Quando começa a valer o programa Desenrola Brasil?

O programa começou a valer na última segunda-feira, dia 17 de julho. As pessoas endividadas com bancos já podem procurar diretamente as instituições financeiras para renegociar débitos em condições mais vantajosas. A expectativa é atender 30 milhões de pessoas nesta etapa. A segunda etapa está prevista para setembro, com o início da operação da plataforma digital.

Como faço para entrar no programa Desenrola Brasil?

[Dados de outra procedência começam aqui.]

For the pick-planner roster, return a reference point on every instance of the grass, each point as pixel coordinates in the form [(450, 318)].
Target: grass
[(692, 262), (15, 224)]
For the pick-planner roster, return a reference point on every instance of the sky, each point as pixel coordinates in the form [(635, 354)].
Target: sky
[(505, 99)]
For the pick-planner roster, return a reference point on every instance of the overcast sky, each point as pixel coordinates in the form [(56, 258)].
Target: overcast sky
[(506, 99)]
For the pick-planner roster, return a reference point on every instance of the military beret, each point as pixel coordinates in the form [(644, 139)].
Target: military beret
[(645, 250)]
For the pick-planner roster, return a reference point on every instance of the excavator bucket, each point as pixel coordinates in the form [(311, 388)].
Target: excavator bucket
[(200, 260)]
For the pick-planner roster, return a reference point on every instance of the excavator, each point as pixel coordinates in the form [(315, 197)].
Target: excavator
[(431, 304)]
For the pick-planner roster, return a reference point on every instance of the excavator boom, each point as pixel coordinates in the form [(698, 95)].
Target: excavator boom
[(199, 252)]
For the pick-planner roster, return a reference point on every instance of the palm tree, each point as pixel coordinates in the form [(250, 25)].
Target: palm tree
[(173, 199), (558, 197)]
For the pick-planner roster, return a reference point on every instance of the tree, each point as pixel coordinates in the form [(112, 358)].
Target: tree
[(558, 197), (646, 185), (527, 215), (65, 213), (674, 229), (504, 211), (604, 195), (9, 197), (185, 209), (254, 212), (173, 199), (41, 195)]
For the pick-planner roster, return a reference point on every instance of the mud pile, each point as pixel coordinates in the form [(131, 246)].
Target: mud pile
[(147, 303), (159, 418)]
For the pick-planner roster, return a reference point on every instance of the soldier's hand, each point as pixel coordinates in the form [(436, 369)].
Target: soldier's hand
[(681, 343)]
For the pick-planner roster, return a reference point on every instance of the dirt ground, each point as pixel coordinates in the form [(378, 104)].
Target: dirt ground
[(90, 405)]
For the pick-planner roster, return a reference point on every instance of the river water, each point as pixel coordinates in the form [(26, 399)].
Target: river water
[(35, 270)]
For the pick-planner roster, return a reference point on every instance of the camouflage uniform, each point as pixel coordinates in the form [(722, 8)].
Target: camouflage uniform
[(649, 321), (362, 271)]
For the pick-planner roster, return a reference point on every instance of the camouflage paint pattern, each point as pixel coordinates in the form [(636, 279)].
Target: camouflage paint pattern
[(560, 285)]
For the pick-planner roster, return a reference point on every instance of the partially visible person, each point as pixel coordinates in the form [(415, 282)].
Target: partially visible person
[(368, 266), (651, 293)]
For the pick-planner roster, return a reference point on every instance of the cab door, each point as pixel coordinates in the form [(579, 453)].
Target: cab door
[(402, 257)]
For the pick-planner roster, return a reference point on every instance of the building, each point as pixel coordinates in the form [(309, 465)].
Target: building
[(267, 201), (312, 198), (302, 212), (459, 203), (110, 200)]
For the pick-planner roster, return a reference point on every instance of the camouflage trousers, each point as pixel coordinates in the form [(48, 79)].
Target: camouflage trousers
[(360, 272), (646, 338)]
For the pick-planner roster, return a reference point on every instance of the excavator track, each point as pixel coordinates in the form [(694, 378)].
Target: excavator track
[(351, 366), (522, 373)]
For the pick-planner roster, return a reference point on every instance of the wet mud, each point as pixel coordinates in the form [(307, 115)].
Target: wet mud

O programa abrange três públicos:
  • Devedores com débito de até R$ 100, que poderão limpar o nome nesta semana;
  • Público-alvo da faixa 1, com renda de até dois salários mínimos e débitos de até R$ 5 mil, que contará com uma plataforma digital em setembro;
  • Faixa 2, que abrange brasileiros com renda de até R$ 20 mil e dívidas bancárias, que poderá renegociar débitos em condições mais vantajosas nesta semana.
Os brasileiros enquadrados na Faixa 2 não poderão renegociar as dívidas com lojas ou prestadoras de serviços púbicos, como água e luz. As dívidas não bancárias serão englobadas apenas para aqueles que estão na Faixa 1.